Garner was killed in 2014 after officers stopped him for selling single, unpackaged cigarettes, thereby ducking a sales tax.
Rep. Diego Hernandez took to Facebook, saying he believes the press release from Sen. Dennis Linthicum is racist and unacceptable.
"Yesterday, on the day the Oregon Governor signed the 2019 Black History Month Proclamation, State Senator Dennis Linthicum released a press release that blamed the death of Eric Garner ... on high tobacco taxes. In order to oppose a proposed cigarette tax," said Hernandez, a Democrat from Portland.
The Oregon Health Authority is seeking a $2 increase in the cigarette tax, from $1.33 to $3.33 a pack.
Linthicum, who is from Klamath Falls and whose district covers a huge swath of rural southern and central Oregon, said in an interview that he intended no racism and was only trying to draw attention to disproportionate and abusive power of local governments.
The furor over the news release came as the Legislature is under scrutiny after the state labor commission denounced persistent sexual harassment in the Capitol.
"At a time when the Capitol is working hard to improve its culture and build a better, safer environment for everyone who comes through its doors, actions like this demonstrate how much more work we have to do," the 24 House Democrats told Linthicum in the letter.
The statement at the center of the controversy, issued Thursday by Linthicum's spokesman, says a tobacco tax was the root cause of why Garner was tackled and put into a chokehold by police. It goes on to say Garner "was heard gasping 'I can't breathe.'"
"Eric Garner's death shows us exactly how disproportionate and abusive state power has become," Linthicum was quoted in the press release, which did not mention Garner was black.
Asked in his office Friday in the Oregon State Capitol if he had been referring to police brutality or to the imposition of a cigarette tax, Linthicum said "Both, absolutely both."

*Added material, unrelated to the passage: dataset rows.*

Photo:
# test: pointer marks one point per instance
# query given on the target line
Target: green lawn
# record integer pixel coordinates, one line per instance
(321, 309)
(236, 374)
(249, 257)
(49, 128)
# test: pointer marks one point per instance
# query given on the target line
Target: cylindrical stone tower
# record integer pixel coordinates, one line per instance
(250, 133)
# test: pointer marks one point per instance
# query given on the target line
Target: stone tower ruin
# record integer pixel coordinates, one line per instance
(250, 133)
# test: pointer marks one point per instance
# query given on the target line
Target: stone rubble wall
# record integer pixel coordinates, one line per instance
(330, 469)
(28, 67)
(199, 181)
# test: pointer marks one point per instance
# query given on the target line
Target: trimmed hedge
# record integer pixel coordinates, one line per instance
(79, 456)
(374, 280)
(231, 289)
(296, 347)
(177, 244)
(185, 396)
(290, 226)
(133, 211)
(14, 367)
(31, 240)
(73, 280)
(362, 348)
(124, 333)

"I'm making the claim that taxing cigarettes leads to the consequences of black markets, and black markets often cause violence," Linthicum said.
Minutes later, a letter landed on his desk from 24 House Democrats demanding an immediate apology and an explanation.
"The subject line of your email manipulates Eric Garner's dying words, "I CAN'T BREATHE" to serve as inflammatory click-bait for a press release about tax policy," the lawmakers said, adding that they found it disturbing and abhorrent.
They said Garner died because of police brutality against a black man, not because New York has a high tobacco tax.
The House Republican Office also criticized Linthicum's news release, saying "No purpose is served in relating a cigarette tax request to the tragic death of a man of color," Oregon Public Broadcasting reported.
After the letter arrived, Linthicum said he would analyze the situation.
"I will think with rigor and precision, because I didn't think my original press release would be so misconstrued," he said.
During the interview, he criticized racial and socio-economic profiling by police in traffic stops, and said he often crusades against government overreach "whether they're cops on the street or land managers in the bureaucracy."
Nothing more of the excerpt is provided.